そのような情けないことが言えるはずがなく、言うに相応しい言葉を探した。


苦笑した山崎は、そっと指を伸ばすと、光の僅かに腫れた目に優しく触れ、「あー、分かっとる分かっとる。もうええ」と言う。


触れられた光も、土方や新見の時のように避けたりはせず、ただじっとしていた。


しかし、どこに視線を向ければよいのかが分からず、結局は自分の拳に視線を落とす。そして遠慮がちに口を開いた。


「……怒ってないの?」

「誰が。何に」

「……烝が私に」


もう怒っていないのは分かっているのに、わざとそんなことを聞いてみる。何故そんなことを聞いたのか自分でもよく分からない。

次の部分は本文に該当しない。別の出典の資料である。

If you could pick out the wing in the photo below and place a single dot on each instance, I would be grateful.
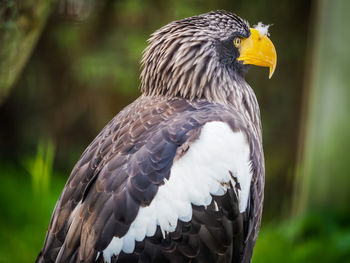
(118, 183)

単にちゃんと“怒っていない”と言われて、安心したかったのかもしれない。


「――今はな。ま……次1人で勝手に危ないことしよったら、許さへんからな」


眉間に寄せられた光の皺を見た山崎は、意地が悪そうな表情を浮かべ、中指で光の眉間を軽く弾き、くすくすと笑みを漏らした。


「お前、ほんまええ年こいて泣き虫やなあ。昔からなーんにも成長しとらんのやないか」

「……これは男泣きだ、男泣き! 私は昔みたいに女々しくなんかない!」


ふてくされたように、光は横を向く。内心、山崎が既に怒っていなかったことに安堵していたのだが、変に意地を張ってしまった。